Although mortality was significantly reduced following treatment with baricitinib, the overall 28-day all-cause mortality for those on IMV or ECMO at baseline was 39% in participants who received baricitinib and 58% in those who received placebo. Published literature describes similar rates of mortality in this critically ill patient population; in one large meta-analysis, the case fatality rate of 45% was reported for the subgroup of patients with COVID-19 requiring IMV, with higher mortality rates in older patients (59% in those aged 51–60 years, which was similar to the population reported here who had a mean age of 58·6 years [SD 13·8]) and in early epicentres of COVID-19.12 RECOVERY, the open-label study that examined the efficacy of the anti-IL-6 antibody tocilizumab for the treatment of patients with COVID-19, reported 28-day mortality of 49% in participants who received tocilizumab while on IMV versus 51% in those who received standard of care.8 Some variability in the mortality rates might arise from differences in resource availability due to locations of study sites (the RECOVERY trial was conducted exclusively in the UK).
Although many of the key endpoints showed no significant difference between the study groups in this small exploratory trial, the point estimates appeared to favour baricitinib over placebo for number of ventilator-free days, time to recovery, improvement in NIAID-OS of at least 1 point or discharge from hospital, and duration of hospital stay. A larger trial is needed to understand if there is a treatment effect of baricitinib on these endpoints. A similar reduction in the hospital duration of stay was seen in the RECOVERY adaptive platform trial where median time to discharge was 12 days in the dexamethasone group versus 13 days in the usual care group, and 19 days in the tocilizumab group versus greater than 28 days in the usual care group.7, 8
Despite the large effect size seen here, this exploratory trial has some limitations, such as the small sample size (which precludes definitive conclusions regarding other clinical outcomes, such as resource utilisation or duration of hospital stay). In addition, the intensity of these participants' hyperinflammatory state might warrant longer durations of immunomodulation that were not part of our study design. The authors recognise expected heterogeneity in the management of the critically ill patient population and potential variability in access to care (including variability in the availability of ECMO and IMV) in regions where the pandemic was peaking. Although participants with baseline NIAID-OS 7 were evaluated in this exploratory trial following a phase 3 study design, the authors acknowledge that the sample size was similar to other phase 2 trials.

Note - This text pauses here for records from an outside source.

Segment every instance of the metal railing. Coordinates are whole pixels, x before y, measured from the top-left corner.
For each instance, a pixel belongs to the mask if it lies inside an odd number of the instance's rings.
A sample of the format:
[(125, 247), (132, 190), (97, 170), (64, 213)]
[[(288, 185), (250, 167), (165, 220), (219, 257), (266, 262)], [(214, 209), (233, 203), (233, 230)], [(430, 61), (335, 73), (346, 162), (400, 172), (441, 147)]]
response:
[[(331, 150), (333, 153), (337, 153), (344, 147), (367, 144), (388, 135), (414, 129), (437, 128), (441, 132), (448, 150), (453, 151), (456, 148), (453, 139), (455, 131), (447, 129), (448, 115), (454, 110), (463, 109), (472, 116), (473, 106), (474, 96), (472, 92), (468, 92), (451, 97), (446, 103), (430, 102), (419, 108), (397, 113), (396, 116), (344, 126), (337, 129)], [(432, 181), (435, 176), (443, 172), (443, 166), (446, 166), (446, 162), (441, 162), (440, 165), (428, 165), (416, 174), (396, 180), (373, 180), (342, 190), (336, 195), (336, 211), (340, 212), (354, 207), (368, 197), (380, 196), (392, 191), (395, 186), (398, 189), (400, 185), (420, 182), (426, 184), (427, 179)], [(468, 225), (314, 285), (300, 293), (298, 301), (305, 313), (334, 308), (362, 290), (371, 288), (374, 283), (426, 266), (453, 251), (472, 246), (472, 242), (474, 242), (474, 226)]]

A further limitation is that the baseline measures typically collected in critical care studies were not collected in this exploratory study, which would have strengthened the evaluation and interpretation of data in this critically ill patient population. These measures include ventilator settings (including fractional concentration of oxygen in inspired air) and other data necessary to calculate critical illness severity scores, which are typical in trials designed for critically ill persons, which were not included due to the constraints of conducting the trial during the pandemic and due to following the trial design of the parent study for the hospitalised COVID-19 population. However, further available information to understand the baseline disease severity is provided. Clinical status, NEWS, inflammatory biomarkers, use of renal replacement therapy, and use of vasopressors at baseline were collected and are shown. These characteristics were similar between treatment groups at baseline.

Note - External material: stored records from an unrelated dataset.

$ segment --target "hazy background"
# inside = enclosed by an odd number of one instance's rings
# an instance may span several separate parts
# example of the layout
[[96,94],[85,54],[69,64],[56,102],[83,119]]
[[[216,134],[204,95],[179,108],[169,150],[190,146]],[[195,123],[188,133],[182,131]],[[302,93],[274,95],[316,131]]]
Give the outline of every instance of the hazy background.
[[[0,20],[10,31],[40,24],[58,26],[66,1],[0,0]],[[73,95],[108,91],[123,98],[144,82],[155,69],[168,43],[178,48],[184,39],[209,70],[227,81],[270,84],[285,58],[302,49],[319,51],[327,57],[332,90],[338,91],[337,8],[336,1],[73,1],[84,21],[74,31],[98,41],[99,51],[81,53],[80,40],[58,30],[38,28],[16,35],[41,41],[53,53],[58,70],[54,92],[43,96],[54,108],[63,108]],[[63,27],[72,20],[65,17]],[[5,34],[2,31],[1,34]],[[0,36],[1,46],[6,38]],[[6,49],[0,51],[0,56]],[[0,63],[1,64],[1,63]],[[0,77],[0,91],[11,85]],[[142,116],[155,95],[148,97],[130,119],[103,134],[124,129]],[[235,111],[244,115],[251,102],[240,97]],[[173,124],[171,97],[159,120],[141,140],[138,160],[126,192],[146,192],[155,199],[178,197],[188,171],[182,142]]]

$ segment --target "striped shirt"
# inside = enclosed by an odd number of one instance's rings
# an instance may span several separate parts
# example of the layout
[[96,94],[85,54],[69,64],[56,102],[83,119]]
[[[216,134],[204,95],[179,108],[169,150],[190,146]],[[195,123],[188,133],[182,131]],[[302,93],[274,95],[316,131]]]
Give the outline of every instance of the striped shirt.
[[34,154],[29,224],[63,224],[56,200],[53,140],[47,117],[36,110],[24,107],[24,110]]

In conclusion, treatment with baricitinib plus standard of care (including use of corticosteroids) in critically ill patients with COVID-19 who were receiving IMV or ECMO at enrolment resulted in reduction in all-cause mortality at 28 days and 60 days compared with placebo plus standard of care in this exploratory trial. These results are consistent with the reduction in mortality observed in the less severely ill hospitalised patients in the primary COV-BARRIER study population and further support the use of baricitinib in hospitalised adults with COVID-19. Baricitinib, when used to treat critically ill patients with COVID-19, might represent a novel option to reduce mortality, even if the disease process has progressed to the point of already receiving corticosteroids, IMV, and ECMO. However, further well-designed, phase 3 trials are necessary to provide additional data to support routine use of baricitinib in the studied population.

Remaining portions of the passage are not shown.